Installing Ultrafine Particle Sensors
In late May, the Ile-de-France Mobilites encouraged fighting. And verified An action plan Improve air quality. Among them, the agreement signed between RATP and the specialized AirParif Laboratory provides for the measurement of ultrafine particles (PM 0.1) that are highly hazardous to human health. Tony Renucci, president of the Repire Association, explains, “They penetrate our lungs very easily. RATP estimates that installing ultrafine particle sensors will cost around 300 300,000. Olivier Blond says that eventually the collected data will be added to the SNCF and brought to the IDF Mobilités site as one of the “most visible” open data.
“We start from a distance”
According to Tony Renucci, “going in the right direction” is not enough. “We have installed 5 RATP stations with a total of more than 300 sensors. It’s not too much, we’re starting from a distance. ” The PSU explains that it “moved the lines” and we report to IDF Mobilités. Jacques Baudrier, Paris’s deputy mayor (PCF) and executive of Île-de-France Mobilités, has been no less critical: “I have been asking RATP to share its data for 10 years, and it has guided us. She is not the driving force behind public health.” He also voted against the IDF Mobilités action plan, which he considers “intimidating.”
When braking, handle contaminants at source
In the second part of their strategy, IDF Mobilités and RATP go beyond simply collecting data. 57 57 million has been invested to improve the ventilation of trains and stations. Of the 345 RATP fans, 40 will be updated or replaced in 2024. “If you know that a fan can reduce the rate of particles in the air by 30 to 60%, this is an improvement,” Sophie Mazoué welcomes. The team is also testing a solution developed by start-up Bioxegy to increase fan flow rates using a bio-clipping device.

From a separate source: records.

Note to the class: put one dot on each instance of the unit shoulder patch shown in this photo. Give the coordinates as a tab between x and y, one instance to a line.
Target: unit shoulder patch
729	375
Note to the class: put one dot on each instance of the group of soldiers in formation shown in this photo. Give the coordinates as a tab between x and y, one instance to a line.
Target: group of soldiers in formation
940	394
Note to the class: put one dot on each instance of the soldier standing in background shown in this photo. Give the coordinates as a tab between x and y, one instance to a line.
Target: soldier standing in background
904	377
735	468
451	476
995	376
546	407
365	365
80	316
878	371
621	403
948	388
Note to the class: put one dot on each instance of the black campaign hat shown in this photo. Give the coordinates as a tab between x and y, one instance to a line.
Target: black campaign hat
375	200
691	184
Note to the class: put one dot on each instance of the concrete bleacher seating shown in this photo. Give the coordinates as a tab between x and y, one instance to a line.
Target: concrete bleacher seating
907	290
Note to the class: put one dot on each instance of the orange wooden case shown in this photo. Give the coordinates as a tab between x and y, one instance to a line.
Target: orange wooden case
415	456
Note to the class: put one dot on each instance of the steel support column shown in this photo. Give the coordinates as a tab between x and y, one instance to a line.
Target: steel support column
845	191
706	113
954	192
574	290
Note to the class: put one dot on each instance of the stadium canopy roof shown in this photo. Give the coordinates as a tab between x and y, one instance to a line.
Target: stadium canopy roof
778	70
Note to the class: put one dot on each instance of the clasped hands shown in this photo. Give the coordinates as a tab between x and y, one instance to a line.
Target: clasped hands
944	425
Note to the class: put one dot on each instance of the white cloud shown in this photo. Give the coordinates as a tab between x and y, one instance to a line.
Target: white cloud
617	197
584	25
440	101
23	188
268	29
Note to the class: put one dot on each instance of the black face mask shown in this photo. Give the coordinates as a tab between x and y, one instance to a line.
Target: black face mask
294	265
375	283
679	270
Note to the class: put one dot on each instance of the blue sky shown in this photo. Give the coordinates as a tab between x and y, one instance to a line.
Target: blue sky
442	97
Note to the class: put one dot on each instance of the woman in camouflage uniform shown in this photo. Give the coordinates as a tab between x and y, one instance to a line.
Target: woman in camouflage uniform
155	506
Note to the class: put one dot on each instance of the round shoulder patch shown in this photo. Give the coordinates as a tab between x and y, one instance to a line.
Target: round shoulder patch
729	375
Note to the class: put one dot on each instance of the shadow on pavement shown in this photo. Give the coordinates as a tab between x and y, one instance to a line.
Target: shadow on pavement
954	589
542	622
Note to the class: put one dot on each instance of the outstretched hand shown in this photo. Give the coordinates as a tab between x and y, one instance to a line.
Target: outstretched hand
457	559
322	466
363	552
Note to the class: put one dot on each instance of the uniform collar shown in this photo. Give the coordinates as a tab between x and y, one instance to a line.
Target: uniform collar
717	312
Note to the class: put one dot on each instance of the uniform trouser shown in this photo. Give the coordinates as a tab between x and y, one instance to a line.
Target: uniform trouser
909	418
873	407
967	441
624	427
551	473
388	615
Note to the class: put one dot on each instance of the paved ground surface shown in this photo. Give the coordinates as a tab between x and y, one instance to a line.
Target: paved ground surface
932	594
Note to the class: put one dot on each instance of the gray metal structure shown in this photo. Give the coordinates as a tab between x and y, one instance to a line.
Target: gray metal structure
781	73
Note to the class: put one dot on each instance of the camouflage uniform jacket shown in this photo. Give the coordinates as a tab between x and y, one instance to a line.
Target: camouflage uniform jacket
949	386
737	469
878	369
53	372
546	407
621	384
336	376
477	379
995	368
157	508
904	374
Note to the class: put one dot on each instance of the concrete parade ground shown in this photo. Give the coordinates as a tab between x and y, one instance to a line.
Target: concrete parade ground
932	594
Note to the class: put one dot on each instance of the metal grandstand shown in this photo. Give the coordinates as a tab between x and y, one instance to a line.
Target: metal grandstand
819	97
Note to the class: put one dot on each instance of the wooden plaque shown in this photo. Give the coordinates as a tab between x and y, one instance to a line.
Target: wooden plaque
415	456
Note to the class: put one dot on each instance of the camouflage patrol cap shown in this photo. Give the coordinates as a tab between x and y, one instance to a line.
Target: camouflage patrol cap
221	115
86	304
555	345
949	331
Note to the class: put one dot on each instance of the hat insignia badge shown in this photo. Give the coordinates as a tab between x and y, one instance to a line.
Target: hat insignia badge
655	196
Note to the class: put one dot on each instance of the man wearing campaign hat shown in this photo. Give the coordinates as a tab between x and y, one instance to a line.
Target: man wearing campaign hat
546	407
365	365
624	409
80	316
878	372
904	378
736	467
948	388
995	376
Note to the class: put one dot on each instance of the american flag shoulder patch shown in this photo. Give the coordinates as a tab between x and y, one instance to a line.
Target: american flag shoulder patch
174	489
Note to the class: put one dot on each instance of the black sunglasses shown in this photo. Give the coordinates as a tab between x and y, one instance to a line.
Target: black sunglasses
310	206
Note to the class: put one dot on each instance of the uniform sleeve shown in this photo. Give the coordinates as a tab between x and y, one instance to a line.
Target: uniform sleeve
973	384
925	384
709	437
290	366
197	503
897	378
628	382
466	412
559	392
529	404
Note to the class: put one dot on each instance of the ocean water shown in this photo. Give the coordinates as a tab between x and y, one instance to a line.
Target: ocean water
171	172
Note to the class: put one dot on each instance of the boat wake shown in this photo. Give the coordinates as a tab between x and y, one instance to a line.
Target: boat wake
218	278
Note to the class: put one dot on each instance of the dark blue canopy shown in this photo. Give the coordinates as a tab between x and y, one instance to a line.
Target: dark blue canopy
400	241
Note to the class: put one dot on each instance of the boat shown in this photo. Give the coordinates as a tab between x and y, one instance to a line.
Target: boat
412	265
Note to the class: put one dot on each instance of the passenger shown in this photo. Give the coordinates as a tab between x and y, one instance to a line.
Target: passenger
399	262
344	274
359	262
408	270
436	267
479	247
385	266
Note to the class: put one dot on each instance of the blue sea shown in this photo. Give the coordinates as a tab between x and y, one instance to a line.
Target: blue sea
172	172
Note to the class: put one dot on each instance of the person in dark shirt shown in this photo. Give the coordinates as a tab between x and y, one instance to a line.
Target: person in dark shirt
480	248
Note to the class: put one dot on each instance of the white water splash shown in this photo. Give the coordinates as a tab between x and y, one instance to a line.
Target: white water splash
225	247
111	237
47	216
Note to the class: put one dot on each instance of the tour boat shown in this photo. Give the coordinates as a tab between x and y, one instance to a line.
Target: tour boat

The last part of the strategy seeks to address the problem at the RATP source, especially the braking of trains. First, all new cities and RERs have added to the service “mechanical braking”, which pollutes less than old products. Eventually, the company hopes to install new brake lining and “green friction” on metro trains. According to Wabtec, the US company that developed it, the technology reduces particle emissions by 90%. After 10 months of bench testing, in the summer of 2021 two new Line A train sets were fitted for a one-year full-scale inspection. “We will know in the summer of 2022 whether the solution works,” Sophie Masou underscores. For its part, SNCF tests a passive particle capture device, developed by start-up Tallano in RER C. This will reduce particle emissions by 50%, not 80% as initially announced.
“Test, but for how long?”
90% reduction in particles for one solution, 50% for another … These figures cast doubt: “I want an independent laboratory that can provide us with the performance of these technologies”, Storm Jack Patrier. To further criticize the lack of an accurate timetable provided by RATP: “They say they plan to test one day when the time is up. Today it is necessary to fit all trains. According to him, there is no question of dropping Palestine: “I will continue to press until they give us a timetable”. The same pessimism with Tony Renuci, from the Respiratory Association: “It’s good to experiment, but for how long? What is the next project? At RATP, the tone is quiet: “The more we improve our knowledge, the more we progress,” Sophie Mazoué underlines.